Nella piazza antistante il castello normanno, va in scena infatti la “Diavolata” o meglio “La Resurruzione dell’Umanità”, dramma sacro scritto nel 1728 – nello stile alfieriano allora in voga – dal canonico Anzelmo Laudine.

Ne sono protagonisti tre diavoli – Lucifero, dotato di tre corna e dunque più alto in grado, con Astarotte e Belzebù, che di corna ne hanno due – neri come l’inferno e la Morte gialla, oltre a due bambini che impersonano l’Angelo e l’Umanità.

L’azione si svolge davanti a una scena che raffigura il sepolcro del Cristo morto ed è piuttosto elementare: i tre “diavulazzi”, approfittando della morte del Salvatore, cercano di rapire l’Umanità con l’aiuto della Morte.

Non ci riusciranno per l’intervento dell’Angelo armato di spada.

Di qui la reazione rabbiosa della Morte che spezzerà il proprio arco gettandone i resti alla folla.

E tutti lotteranno per accaparrarseli visto che vengono considerati dei potenti talismani portafortuna.

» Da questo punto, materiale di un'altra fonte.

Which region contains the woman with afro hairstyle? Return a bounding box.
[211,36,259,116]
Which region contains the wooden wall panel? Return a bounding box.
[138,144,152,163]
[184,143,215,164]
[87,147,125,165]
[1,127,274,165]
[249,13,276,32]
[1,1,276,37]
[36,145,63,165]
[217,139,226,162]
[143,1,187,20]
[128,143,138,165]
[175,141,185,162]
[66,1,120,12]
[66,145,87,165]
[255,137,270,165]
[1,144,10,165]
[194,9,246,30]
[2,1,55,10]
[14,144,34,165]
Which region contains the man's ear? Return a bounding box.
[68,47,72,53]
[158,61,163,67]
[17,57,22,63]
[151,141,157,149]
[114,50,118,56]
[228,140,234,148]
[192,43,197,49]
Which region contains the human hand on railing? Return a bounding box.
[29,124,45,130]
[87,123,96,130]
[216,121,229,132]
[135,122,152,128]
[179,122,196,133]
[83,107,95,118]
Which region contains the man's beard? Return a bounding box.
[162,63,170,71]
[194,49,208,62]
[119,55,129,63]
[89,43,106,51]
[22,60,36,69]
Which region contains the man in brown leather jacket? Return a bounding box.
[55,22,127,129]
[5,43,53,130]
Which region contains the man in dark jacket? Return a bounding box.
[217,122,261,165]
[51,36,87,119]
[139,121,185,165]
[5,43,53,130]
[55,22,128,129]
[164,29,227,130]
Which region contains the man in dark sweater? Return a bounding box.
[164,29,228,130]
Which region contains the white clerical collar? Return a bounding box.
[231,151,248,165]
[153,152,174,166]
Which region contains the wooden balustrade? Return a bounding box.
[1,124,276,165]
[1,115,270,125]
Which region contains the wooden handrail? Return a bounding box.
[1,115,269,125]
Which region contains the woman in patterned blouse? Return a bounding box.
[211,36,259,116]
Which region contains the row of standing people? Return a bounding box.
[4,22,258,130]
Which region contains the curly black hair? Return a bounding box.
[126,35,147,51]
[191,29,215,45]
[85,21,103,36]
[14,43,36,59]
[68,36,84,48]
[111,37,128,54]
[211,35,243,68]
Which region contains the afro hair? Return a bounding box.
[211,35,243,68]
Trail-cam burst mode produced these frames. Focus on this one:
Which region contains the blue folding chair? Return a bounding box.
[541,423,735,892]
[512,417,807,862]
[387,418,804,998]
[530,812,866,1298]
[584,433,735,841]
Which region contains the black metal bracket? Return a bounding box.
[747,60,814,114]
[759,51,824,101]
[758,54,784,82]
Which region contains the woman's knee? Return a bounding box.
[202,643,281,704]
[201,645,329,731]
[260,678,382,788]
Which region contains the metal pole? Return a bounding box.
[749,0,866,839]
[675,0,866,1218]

Per coloro i quali volessero assistere alla sacra rappresentazione potranno farlo, grazie a Real event, cliccando qui.

 E passiamo a Prizzi, in cui il momento culminante della processione della Domenica, l’incontro fra la Madonna e Gesù, che si ripete per cinque volte, per quanti sono i quartieri, ha un andamento tutto particolare.

A un capo e all’altro della via si dispongono la statua dell’Addolorata e quella di Gesù Cristo.

Accanto a quest’ultima, due angeli con la spada in mano, portano un lungo abito in tinta pastello, dal corpetto fittamente lavorato con intrecci di collane, in testa un elmo da cui pendono posteriormente nastri di vari colori.

Ai piedi della Madonna e del Cristo si chinano a baciarli, due diavoli “prendono la pace prima di lu ncontru”.

Indossano due tute rosse, il viso è coperto da una grande maschera larga di latta colorata in marrone, in cui sono praticati due fori all’altezza degli occhi; dalla fessura che funge da bocca penzola una grossa lingua di stoffa; sulle spalle una pelle di capra, in mano una catena di ferro.

Accanto ad essi la morte in tuta gialla, un simulacro di balestra in mano, ghigna sotto una maschera in cuoio (o in cartone) simile a un teschio.

Al momento dell’incontro i tre incominciano ad agitarsi correndo da una statua all’altra, saltando come braccati, i diavoli sbattendo la catena contro la maschera, la morte roteando la balestra. Questi movimenti che simulano il tentativo di impedire l’incontro tra madre e figlio sono detti “abballu di li diavuli”.